Na manhã da última quinta-feira, 11, uma audiência na 3ª Vara da Comarca do Eusébio foi encerrada porque a promotora de Justiça Emilda Afonso de Sousa se recusou a sentar-se para o início da reunião. Na ocasião, iria ser realizado o julgamento na presença de juíza, réu, vítima, advogados e testemunhas, tanto de defesa quanto de acusação, para tratar sobre um furto qualificado.

Segundo o termo da audiência, a representante do Ministério Público do Estado do Ceará (MPCE) exigiu na terça-feira, 9, determinado assento que “costumeiramente ocupava”. A juíza de Direito Rejane Eire Fernandes Alves teria cedido a cadeira solicitada pela promotora, passando a ocupar o local que, a priori, havia sido recusado por Emilda – ao lado dos advogados e das partes.

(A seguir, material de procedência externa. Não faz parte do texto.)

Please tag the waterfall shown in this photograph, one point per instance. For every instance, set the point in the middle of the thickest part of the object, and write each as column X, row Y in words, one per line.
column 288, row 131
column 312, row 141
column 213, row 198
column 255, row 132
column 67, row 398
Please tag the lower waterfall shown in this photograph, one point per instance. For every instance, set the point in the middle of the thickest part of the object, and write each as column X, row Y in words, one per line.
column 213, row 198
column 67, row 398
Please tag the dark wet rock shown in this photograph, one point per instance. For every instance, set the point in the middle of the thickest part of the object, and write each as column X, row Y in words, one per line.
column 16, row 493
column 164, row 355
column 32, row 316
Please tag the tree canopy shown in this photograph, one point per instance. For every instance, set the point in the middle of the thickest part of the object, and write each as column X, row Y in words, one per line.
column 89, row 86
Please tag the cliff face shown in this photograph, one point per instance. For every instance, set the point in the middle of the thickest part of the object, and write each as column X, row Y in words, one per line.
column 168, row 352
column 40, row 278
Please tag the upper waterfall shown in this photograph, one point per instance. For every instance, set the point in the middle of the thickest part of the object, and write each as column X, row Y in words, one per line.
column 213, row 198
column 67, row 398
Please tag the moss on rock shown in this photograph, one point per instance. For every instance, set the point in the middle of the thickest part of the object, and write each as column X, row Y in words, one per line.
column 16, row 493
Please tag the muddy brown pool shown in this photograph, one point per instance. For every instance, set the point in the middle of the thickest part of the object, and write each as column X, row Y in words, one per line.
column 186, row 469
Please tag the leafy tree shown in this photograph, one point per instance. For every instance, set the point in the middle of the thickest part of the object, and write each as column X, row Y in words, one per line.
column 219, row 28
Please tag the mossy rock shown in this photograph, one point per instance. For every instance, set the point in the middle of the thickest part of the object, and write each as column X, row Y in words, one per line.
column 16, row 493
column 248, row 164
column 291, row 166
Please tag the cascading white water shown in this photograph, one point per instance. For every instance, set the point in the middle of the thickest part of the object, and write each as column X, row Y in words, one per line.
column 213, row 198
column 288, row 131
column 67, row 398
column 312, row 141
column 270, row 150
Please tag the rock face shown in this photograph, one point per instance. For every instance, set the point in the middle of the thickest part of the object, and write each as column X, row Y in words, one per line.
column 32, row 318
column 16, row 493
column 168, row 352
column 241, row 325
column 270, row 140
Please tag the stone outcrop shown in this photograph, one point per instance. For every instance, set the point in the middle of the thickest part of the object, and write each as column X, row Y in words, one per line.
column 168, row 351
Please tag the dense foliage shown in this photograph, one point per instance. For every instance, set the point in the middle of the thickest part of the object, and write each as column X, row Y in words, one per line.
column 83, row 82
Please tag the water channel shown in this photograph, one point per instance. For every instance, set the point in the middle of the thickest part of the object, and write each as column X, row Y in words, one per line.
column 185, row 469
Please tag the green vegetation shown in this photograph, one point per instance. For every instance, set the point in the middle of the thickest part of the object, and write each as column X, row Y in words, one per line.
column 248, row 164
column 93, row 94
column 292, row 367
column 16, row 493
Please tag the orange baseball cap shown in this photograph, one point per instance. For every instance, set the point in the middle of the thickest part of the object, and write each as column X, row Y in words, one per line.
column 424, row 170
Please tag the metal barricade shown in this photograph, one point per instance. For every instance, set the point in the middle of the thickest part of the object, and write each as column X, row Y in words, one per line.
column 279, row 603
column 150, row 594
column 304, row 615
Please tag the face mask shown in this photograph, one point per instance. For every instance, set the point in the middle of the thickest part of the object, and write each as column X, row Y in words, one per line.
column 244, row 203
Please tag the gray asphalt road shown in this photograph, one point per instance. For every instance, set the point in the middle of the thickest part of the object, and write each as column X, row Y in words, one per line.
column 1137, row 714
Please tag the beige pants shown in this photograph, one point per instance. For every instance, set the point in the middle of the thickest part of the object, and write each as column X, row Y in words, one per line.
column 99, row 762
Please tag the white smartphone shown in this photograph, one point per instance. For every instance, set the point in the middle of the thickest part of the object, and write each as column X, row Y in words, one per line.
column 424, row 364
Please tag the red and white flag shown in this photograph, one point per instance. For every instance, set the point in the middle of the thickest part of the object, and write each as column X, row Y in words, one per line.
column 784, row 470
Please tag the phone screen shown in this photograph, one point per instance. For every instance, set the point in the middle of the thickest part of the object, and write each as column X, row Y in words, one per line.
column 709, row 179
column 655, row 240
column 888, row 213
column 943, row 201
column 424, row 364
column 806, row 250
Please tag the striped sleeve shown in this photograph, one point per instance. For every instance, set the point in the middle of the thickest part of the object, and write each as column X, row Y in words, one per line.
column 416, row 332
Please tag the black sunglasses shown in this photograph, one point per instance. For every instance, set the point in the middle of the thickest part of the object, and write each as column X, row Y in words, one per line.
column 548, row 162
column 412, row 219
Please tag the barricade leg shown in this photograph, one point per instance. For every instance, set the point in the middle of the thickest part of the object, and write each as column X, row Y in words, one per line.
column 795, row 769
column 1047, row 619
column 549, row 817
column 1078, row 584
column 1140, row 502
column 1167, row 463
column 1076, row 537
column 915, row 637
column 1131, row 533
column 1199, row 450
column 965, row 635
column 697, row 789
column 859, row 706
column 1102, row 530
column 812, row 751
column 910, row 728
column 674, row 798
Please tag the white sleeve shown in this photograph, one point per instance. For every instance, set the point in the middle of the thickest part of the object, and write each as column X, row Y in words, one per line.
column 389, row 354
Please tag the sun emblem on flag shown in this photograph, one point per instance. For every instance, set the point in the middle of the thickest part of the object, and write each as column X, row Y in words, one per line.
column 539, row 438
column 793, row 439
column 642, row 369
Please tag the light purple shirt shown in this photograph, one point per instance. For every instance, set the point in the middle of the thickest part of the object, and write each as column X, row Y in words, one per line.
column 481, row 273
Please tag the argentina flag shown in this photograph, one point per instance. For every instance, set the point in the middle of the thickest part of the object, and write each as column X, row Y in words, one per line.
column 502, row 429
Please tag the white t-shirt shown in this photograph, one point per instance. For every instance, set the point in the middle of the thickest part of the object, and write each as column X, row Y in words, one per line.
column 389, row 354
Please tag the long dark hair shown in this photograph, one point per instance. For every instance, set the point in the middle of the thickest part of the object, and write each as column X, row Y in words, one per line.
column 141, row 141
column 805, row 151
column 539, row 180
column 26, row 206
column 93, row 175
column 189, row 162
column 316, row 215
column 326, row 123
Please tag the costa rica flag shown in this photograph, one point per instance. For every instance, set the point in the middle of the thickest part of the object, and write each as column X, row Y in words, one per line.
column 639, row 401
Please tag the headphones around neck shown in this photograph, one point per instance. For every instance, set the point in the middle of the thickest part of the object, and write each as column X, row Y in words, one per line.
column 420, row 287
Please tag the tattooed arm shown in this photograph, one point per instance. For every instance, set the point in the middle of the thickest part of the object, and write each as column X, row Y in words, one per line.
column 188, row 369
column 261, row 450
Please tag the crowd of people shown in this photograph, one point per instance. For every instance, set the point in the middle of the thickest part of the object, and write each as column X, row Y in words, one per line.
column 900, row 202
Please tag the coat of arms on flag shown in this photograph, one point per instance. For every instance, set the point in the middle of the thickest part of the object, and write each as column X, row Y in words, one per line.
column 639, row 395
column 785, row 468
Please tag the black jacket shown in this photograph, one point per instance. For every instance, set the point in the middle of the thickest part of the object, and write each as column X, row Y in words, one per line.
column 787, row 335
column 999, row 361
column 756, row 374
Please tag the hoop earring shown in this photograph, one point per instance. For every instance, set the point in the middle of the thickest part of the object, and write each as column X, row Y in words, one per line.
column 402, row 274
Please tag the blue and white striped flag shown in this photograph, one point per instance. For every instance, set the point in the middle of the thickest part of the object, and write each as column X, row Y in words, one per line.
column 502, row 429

Mesmo com assento disponibilizado, a promotora não tinha tomado assento no lugar exigido, “permanecendo de pé durante toda a audiência”, como apontou o documento da Justiça. Em reação, a juíza suspendeu “esta e as demais audiências até que a Corregedoria de Justiça (CGJ) se manifeste”. A magistrada ainda determinou que comunicado fosse enviado à própria CGJ para que tomasse “providências” sobre a situação.

Ainda conforme o termo da audiência, a promotora teria saído da sala sem assinar o documento, o qual traz a rubrica de Rejane e do advogado de defesa João Paulo Cruz Santos.

O outro lado

O Ministério Público do Estado do Ceará (MPCE) informou que, ao contrário do que diz o termo da audiência assinado pela juíza Rejane Eire, “a promotora de Justiça possui uma versão diferente dos fatos”.

Segundo o MPCE, o local apontado pela juíza, para que Emilda Afonso tomasse assento, “feria” duas leis: uma federal (N° 8.625/1993) e outra orgânica do MP (N° 72/2008). “É prerrogativa institucional do MP tomar assento em sessões de julgamento e em salas de audiência imediatamente à direita do magistrado que preside o ato, independentemente de atuar como fiscal da lei ou parte”.

Com base nos mesmos fatos, “a promotora de Justiça encaminhou representação contra a magistrada para a Corregedoria-Geral do Poder Judiciário do Ceará, dando ciência ao procurador-geral de Justiça e Corregedoria-Geral do MPCE”, sinalizou o Ministério Público cearense.

A Associação Cearense do Ministério Público (ACMP) manifestou apoio à Emilda Afonso, segundo a qual, “teve desrespeitada a prerrogativa de tomar assento ao membro do Ministério Público ao lado do representante da magistratura”. Representante dos interesses dos promotores no Estado, a ACMP informou que também pedirá providências à Procuradoria-Geral de Justiça ainda nesta sexta-feira.

“Para assegurar o exercício das prerrogativas ministeriais, segundo os preceitos legais e constitucionais”, comunicou em nota.